The decision to arrest Danton was taken at a joint meeting of the Committees of Public Safety and General Security on the night of 30 March after Robespierrists had been nominated to all the important posts in the Commune which had been vacated by the defeated Hébertists. Saint-Just, Robespierre’s pale, handsome, cold-blooded disciple, the ‘Angel of Death’–upon whose lucid brain and incisive pen his master had come to depend in times like these – produced a document denouncing Danton which he intended to read out in the Convention the next morning. It was objected that this was too risky a procedure, Danton being still so popular a character in the Convention, and that he and the other leading Indulgents would have to be arrested first, whereupon Saint-Just, displaying some emotion for once, petulantly tossed his hat into the fire. Robespierre agreed with Saint-Just that Danton ought to be denounced in the Convention before his arrest, but he did not press the point after Vadier said, ‘Y
ou can run the danger of being guillotined if you like, but I’m not going to.’
The warrant for Danton’s arrest was placed on the table and, one after the other, those present at the meeting took up a pen to sign it. Only two of them refused, Ruhl, an Alsatian who protested that he could not betray an old friendship, and Robert Lindet, the Committee of Public Safety’s hard-working administrator of food supplies, who bluntly said that his job was to ‘feed citizens not put patriots to death’. Carnot afterwards claimed that he warned his colleagues, ‘We must consider the consequences well before we do this. A head like Danton’s will drag down many others after it.’ But he signed the paper with the rest.

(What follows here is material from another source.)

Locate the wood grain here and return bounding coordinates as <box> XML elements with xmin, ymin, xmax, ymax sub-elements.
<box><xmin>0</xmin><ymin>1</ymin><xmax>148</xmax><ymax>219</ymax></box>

And so, in the early hours of the following morning, warrants were issued for the arrest of Danton together with several of his associates and some foreigners whose financial crimes would conveniently serve to muddy the issues and discredit the political prisoners.

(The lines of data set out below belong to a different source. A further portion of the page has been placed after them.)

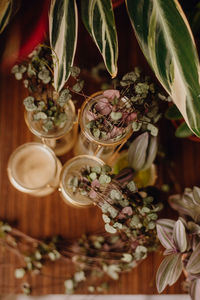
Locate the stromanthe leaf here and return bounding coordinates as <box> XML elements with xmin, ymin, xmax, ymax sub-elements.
<box><xmin>49</xmin><ymin>0</ymin><xmax>78</xmax><ymax>92</ymax></box>
<box><xmin>126</xmin><ymin>0</ymin><xmax>200</xmax><ymax>137</ymax></box>
<box><xmin>81</xmin><ymin>0</ymin><xmax>118</xmax><ymax>78</ymax></box>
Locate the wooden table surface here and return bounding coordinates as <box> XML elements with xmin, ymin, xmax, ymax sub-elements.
<box><xmin>1</xmin><ymin>3</ymin><xmax>200</xmax><ymax>296</ymax></box>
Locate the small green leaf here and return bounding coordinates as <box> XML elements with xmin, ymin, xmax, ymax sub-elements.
<box><xmin>72</xmin><ymin>80</ymin><xmax>84</xmax><ymax>93</ymax></box>
<box><xmin>110</xmin><ymin>111</ymin><xmax>122</xmax><ymax>121</ymax></box>
<box><xmin>147</xmin><ymin>123</ymin><xmax>158</xmax><ymax>136</ymax></box>
<box><xmin>132</xmin><ymin>121</ymin><xmax>142</xmax><ymax>132</ymax></box>
<box><xmin>23</xmin><ymin>96</ymin><xmax>37</xmax><ymax>112</ymax></box>
<box><xmin>93</xmin><ymin>128</ymin><xmax>100</xmax><ymax>139</ymax></box>
<box><xmin>102</xmin><ymin>165</ymin><xmax>112</xmax><ymax>173</ymax></box>
<box><xmin>175</xmin><ymin>122</ymin><xmax>193</xmax><ymax>138</ymax></box>
<box><xmin>33</xmin><ymin>112</ymin><xmax>47</xmax><ymax>121</ymax></box>
<box><xmin>42</xmin><ymin>120</ymin><xmax>54</xmax><ymax>132</ymax></box>
<box><xmin>127</xmin><ymin>181</ymin><xmax>136</xmax><ymax>192</ymax></box>
<box><xmin>89</xmin><ymin>172</ymin><xmax>97</xmax><ymax>181</ymax></box>
<box><xmin>57</xmin><ymin>89</ymin><xmax>71</xmax><ymax>107</ymax></box>
<box><xmin>110</xmin><ymin>189</ymin><xmax>122</xmax><ymax>200</ymax></box>
<box><xmin>121</xmin><ymin>253</ymin><xmax>132</xmax><ymax>263</ymax></box>
<box><xmin>165</xmin><ymin>105</ymin><xmax>183</xmax><ymax>120</ymax></box>
<box><xmin>74</xmin><ymin>271</ymin><xmax>86</xmax><ymax>282</ymax></box>
<box><xmin>102</xmin><ymin>214</ymin><xmax>110</xmax><ymax>223</ymax></box>
<box><xmin>105</xmin><ymin>223</ymin><xmax>117</xmax><ymax>234</ymax></box>
<box><xmin>91</xmin><ymin>166</ymin><xmax>101</xmax><ymax>174</ymax></box>
<box><xmin>70</xmin><ymin>66</ymin><xmax>80</xmax><ymax>78</ymax></box>
<box><xmin>99</xmin><ymin>174</ymin><xmax>111</xmax><ymax>184</ymax></box>
<box><xmin>15</xmin><ymin>268</ymin><xmax>25</xmax><ymax>279</ymax></box>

Warned of his impending arrest, Danton had sat up all night by the fire in his study on the first floor of his house in the Cour du Commerce. He had rejected all suggestions that he should try to escape abroad. ‘A man,’ he said, ‘cannot carry his country away with him on the soles of his shoes.’ Nor would he consider fighting back at his accusers: that would ‘only mean the shedding of more blood’ and there had been ‘far too much blood shed already’. He would ’rather be guillotined than guillotine’. Besides, he was ‘sick of men’, and had not himself been guiltless. ‘It was at this time of year,’ he lamented, ‘that I had the Revolutionary Tribunal set up. I pray to God and men to forgive me for it.’
So, when he heard the sounds of the patrol in the cobbled street outside he stood up with weary resignation and went to put his arms round his wife who was weeping helplessly. ‘They are coming to arrest me,’ he told her. ‘Don’t be frightened.’ He walked down into the street and was taken up the hill to the prison of the Luxembourg.